I did something really bold the other day. Before I tell you what I need to add some context. I’ve come along way on my journey, I’ve become much stronger, independent and confident, I’m not there yet and have a long way to go but I’m moving forward nicely. Until recently, recent weeks and couple of months have been a bit more challenging, I guess I’ve hit the point of not wanting just to cope but to really start enjoying my life again. I’ve hit the point where I don’t want to live in the drama and aftermath of my divorce and I want to move forward and focus on what I want and my happiness. I’ve hit the point where I wanted to have more of my sparkle back, more of my confidence and sass. I put so much into surviving and overcoming the crap thrown at me that I forgot to focus on me. I focused so much on being the best mum to toddler P ensuring she remained unaffected whilst still maintaining a good reputation and success at work, that I forgot about me. This has lead to a bit of unravelling recently, a bit of a dip in my strong independent woman thriving persona. It lead to a wobble and some teary moments with friends or the cry out for a bit of TLC from those that know and love me.
Then some epiphanies happened. Some key moments. A couple of small things happened and I had to put my guard back up, I had to dig back down to that inner strength of steel, be brave and say, “no, I won’t take your shit.” I had to remember my worth. And in turn it put a spring back in my step (as did the over half a stone in weight that I’ve lost!!) and it’s lead to that twinkle being back in my eye and me having a bit more fun.
These small things lead to something big. Really pretty big.I made a bold a little bit spur of the moment decision and it was a massive step forward. I was involved in a workshop event at school that linked to my experience. Colleagues know some of what I went through but students don’t and on this day I told them, I shared with them what I went through, how I overcame it and how important it is for them to be brave, know their worth and stay safe. It was brilliant, they listened, they applauded and know now they can turn to me if they need. It made them realise the issue is real, that the statistics are real and that it can happen to anyone. It made them realise I was human and that I get it, I get how life can be hard sometimes and that I know they don’t always have it easy.

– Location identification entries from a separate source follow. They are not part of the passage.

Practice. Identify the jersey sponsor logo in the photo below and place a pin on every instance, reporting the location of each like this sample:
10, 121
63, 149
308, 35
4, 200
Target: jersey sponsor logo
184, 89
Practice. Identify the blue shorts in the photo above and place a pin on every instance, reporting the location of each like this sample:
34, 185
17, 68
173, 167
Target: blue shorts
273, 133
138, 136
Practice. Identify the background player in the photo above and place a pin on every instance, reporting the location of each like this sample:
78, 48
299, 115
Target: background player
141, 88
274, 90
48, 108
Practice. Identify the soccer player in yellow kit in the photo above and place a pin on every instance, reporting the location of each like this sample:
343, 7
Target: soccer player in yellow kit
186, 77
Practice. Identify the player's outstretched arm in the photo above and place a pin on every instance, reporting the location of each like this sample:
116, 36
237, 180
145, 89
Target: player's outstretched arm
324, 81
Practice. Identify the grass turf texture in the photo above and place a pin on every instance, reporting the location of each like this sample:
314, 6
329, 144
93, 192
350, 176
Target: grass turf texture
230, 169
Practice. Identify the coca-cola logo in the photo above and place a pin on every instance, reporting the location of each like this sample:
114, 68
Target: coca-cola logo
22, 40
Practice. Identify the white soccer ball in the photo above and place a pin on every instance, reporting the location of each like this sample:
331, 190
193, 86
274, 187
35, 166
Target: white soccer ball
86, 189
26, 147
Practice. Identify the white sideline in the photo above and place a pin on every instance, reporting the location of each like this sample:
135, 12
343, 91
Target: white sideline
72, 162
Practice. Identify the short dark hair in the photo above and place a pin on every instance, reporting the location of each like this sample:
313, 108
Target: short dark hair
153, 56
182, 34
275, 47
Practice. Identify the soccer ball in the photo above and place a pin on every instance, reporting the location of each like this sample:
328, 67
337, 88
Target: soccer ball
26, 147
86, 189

It made them realise that I get what it’s like to carry a burden around with you and paint on a smile as if everything is ok, when really inside your life feels like it’s falling apart. Most importantly it was a big turning point for me.
It made me realise I’m no longer hurt or upset by what I went through. It made me realise that I’m not afraid to talk about it, I’m not bothered who knows, in fact it’s important people do so I can raise awareness and support for others. It made me realise I’m not embarrassed, at one time I was, but now I’m not, I’m a survivor, I’m a warrior and I’m bloody well brave. It made me realise, no one will ever hurt me again like that because I won’t allow them to. It made me realise I do know my worth and I know that I’m bloody brilliant and that the people that matter will know that too and will take the time to enjoy my brilliance. It made me realise that I’m not done with the issue yet because I’ll do more and more to prevent others from experiencing what I did. I’ll do more to help and coach people into happiness and contentment.

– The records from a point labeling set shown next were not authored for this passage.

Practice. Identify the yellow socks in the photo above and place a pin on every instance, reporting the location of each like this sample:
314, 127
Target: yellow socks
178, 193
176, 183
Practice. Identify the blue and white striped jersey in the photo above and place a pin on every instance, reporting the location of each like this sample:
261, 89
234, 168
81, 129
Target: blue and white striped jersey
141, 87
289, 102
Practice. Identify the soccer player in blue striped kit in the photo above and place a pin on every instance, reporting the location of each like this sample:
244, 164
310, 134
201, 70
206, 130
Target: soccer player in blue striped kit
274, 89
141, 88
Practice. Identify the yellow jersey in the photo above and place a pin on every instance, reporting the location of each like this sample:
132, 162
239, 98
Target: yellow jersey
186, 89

A lifelong friend told me when I told him what I’d done that, that’s why I’m amazing. He told me he couldn’t think of a better person to prevent people for allowing themselves to be treated the way I was, he reminded me that I am still that crazy girl he used to hang out with everyday, I’m still that confident pain in the arse that he bloody loved growing into an adult with. He reminded me of how people like him have always seen my strength and my worth and they’ve always known I’d come out the other side.
It’s made me realise that I’ve never lost my sparkle, it just dims a little once in awhile, but that I’m still that sass pot that I see in toddler P. I’m still confident, vivacious and I enjoy being so. I just need to remember it once in awhile. So don’t mess with me, after a short commercial break, I’m back with a vengeance, confidence, hair toss and high heeled strut in tow.